Hier stellen wir ein komplettes Protokoll zur Quantifizierung des Größenspektrums in wadenbaren Bächen und Flüssen vor. Das Protokoll beginnt mit Feldprobenmethoden zur Erfassung der notwendigen Fisch- und benthischen Makroinvertebratendaten. Fische werden im Rahmen einer "Drei-Pass-Erschöpfung" gesammelt. Die Häufigkeit wird dann anhand der Erschöpfungsdaten mit der Zippin-Methode15geschätzt. Bei der Erschöpfungsprobe werden einzelne Fische innerhalb einer geschlossenen Studienreichweite (d. h. Einzelpersonen können die beiliegende Reichweite weder betreten noch verlassen) durch drei aufeinanderfolgende Proben aus der Reichweite entfernt. So wird die Zahl der verbleibenden Fische nach und nach aufgebraucht. Aus diesem Erschöpfungstrend kann die Gesamtmenge innerhalb der Studienreichweite geschätzt und dann in D (in Fischen pro m2)umgerechnet werden, indem die bekannte Oberfläche der Studienreichweite verwendet wird. Benthische Makroinvertebraten werden mit Standard-Probenehmern mit festen Flächen gesammelt, dann im Labor identifiziert und gemessen.

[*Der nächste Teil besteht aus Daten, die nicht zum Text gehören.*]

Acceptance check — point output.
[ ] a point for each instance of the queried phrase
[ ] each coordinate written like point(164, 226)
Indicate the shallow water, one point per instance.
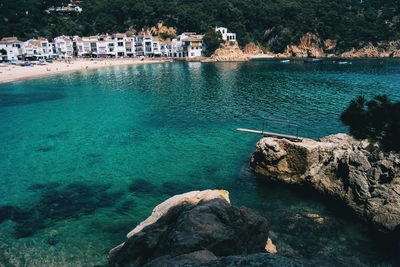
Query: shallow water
point(85, 156)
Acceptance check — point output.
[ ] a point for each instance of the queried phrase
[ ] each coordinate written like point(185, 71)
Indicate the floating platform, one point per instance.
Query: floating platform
point(287, 136)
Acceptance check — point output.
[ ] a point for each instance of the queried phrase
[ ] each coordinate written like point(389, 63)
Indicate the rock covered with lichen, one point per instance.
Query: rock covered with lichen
point(197, 228)
point(354, 172)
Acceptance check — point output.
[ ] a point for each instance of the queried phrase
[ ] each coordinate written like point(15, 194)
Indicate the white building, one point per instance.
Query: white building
point(226, 36)
point(64, 9)
point(151, 46)
point(64, 46)
point(10, 48)
point(192, 44)
point(39, 49)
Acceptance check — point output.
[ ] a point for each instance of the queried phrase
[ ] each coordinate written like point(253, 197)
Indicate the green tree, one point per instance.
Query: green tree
point(377, 119)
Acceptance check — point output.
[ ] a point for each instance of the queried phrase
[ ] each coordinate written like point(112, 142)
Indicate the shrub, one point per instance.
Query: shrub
point(377, 119)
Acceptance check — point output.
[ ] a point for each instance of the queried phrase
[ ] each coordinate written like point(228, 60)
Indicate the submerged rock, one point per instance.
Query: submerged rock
point(355, 172)
point(200, 228)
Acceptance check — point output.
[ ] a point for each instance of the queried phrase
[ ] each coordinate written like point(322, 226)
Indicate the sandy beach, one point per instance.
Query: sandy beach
point(10, 73)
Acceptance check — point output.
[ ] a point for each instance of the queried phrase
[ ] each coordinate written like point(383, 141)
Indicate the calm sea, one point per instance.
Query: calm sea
point(85, 156)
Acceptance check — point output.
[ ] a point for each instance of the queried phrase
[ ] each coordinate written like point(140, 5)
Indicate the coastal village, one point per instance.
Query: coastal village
point(119, 45)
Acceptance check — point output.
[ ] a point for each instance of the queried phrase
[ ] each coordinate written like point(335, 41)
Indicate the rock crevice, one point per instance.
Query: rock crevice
point(357, 173)
point(200, 228)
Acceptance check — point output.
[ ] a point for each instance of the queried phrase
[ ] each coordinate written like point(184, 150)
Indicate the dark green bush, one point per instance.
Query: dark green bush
point(377, 119)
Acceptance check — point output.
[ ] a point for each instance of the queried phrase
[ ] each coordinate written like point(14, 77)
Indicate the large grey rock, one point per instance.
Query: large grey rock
point(354, 172)
point(196, 225)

Als nächstes werden die kombinierten Fisch- und Makroinvertebrate-Daten auf die Großen aufgeteilt. Traditionell wurde die Oktave- oder Log-2-Skala (d. h. Verdoppelungsintervalle) verwendet, um Größenbin-Grenzen16festzulegen. Sobald eine Liste der Größenbehälter erstellt wurde, ist die Aufteilung einzelner benthischer Makroinvertebraten auf ihre jeweiligen Größenbehälter einfach, da Wirbellose direkt als Anzahl von Individuen pro Flächeneinheit aufgezählt werden. Die Schätzung der Fischbestände in den Behältern der Größe ist jedoch abstrakter, da diese Schätzungen aus den Erschöpfungsdaten abgeleitet werden. Es werden daher detaillierte Anweisungen zur Schätzung des Fischreichtums innerhalb von Größenbehältern, unabhängig von der taxonomischen Identität, aus Erschöpften probendaten gegeben.
Schließlich wird die lineare Regression verwendet, um das Größenspektrum zu modellieren. Dieses Protokoll ist vollständig kompatibel mit der ursprünglichen, allgemeinen Methode von Kerr und Dickie16 und identisch mit den Methoden von McGarvey und Kirk, 201817 in einer Studie von Fischen und wirbellosen Größe Spektren in West Virginia Bäche verwendet. Durch die Verwendung dieses Protokolls können die Forscher sicherstellen, dass ihre Ergebnisse direkt mit anderen Studien vergleichbar sind, die auf Kerr und Dickie16aufbauen, wodurch ein breites und robustes Verständnis der Beziehungen zur Körpergrößenskalierung in Süßwasser beschleunigt wird. Ökosysteme und die Mechanismen, die sie antreiben.